Lung histopathology and cell proliferation
One hour prior to euthanasia, rats received a single intraperitoneal injection of 50 mg/kg body weight of bromodeoxyuridine (BrdU; Sigma-Aldrich). At necropsy, left lungs were pressure-infused intratracheally (30 cm H2O) with 10% neutral-buffered formalin. Lungs were fixed for approximately 48 h and then changed to 70% ethanol. Subsequently, the lungs were embedded in paraffin, sectioned at 5 μm, and stained with Masson's trichrome or immunostained for bromodeoxyuridine (BrdU) by established methods . Cell labeling indices were determined in the bronchiolar/alveolar region and in the bronchus-associated lymphoid tissue for each animal, and the mean labeling index was calculated for each group of five animals.
Cytology and carbon bridge assessment
In order to validate our observations in a quantitative, unbiased manner, BAL cell cytospin slides were scored in a blinded fashion; i.e., without knowing which cytospins were from CB or SWCNT exposure groups. Cell numbers were quantified by light microscopy using the 40× objective and a squared grid eyepiece graticule (field area = 0.173 mm2). Ten microscopic fields were counted per animal and at least 500 cells per animal were counted. Four parameters were measured; A) Total cells/field, B) Numbers of cells per field containing carbon inclusions, C) Carbon bridges between macrophages per field, and D) Mitotic figures per field.

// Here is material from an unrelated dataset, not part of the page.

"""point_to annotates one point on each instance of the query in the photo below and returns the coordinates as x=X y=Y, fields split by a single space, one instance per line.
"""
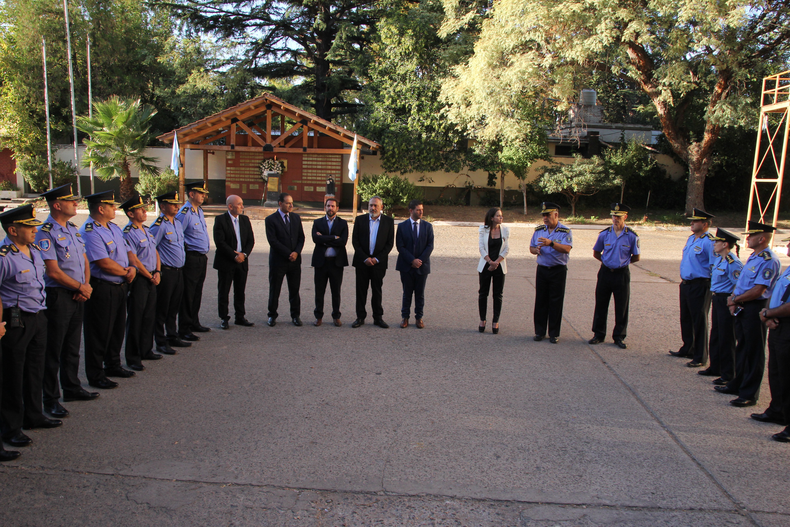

Taqman quantitative real time RT-PCR
Total RNA from right anterior lungs of particle-treated rats was isolated using TRIZOL reagent (Invitrogen, Carlsbad, CA), followed by RNA cleanup performed using RNeasy Midi spin columns (Qiagen, Valencia, CA). One or two micrograms of total RNA was reverse transcribed at 48°C for 30 minutes using Moloney murine leukemia virus reverse transcriptase (Eurogentec, San Diego, CA) in 1 × RT buffer, 5 mM MgCl2, 500 μM of each dNTP, 2.5 μM of random nonamers, and 0.4 U/μL RNase inhibitor in a volume of 100 μl. Twenty nanograms of the RT product was amplified using Taqman Gene Expression Assays specific for platelet-derived growth factor receptor alpha (PDGFRα), PDGF-A, PDGF-B, PDGF-C, transforming growth factor beta-1 (TGF-β1), osteopontin (OPN), connective tissue growth factor (CTGF), Type I procollagen (COL1A2), and 18S on the Applied Biosystems 7900 Prism® Sequence Detection System (Applied Biosytems, Foster City, CA). The PCR conditions and data analysis were performed according to the manufacturer's protocol described in User bulletin no.2, Applied Biosystems Prism 7700 Sequence Detection System. Gene expression was measured by the quantitation of cDNA converted from mRNA corresponding to the target genes relative to the vehicle-treated control groups and normalized to eukaryotic 18S reference endogenous control. Relative quantitation values (2-ΔΔCT) were expressed as fold-change over controls.
All data were tested for normality and homogeneity of variance. Gene expression data were log transformed and comparisons to controls were made using Dunett's test (P < 0.05). The software package JMP (SAS Institute, Cary, NC) was used for the statistical analysis.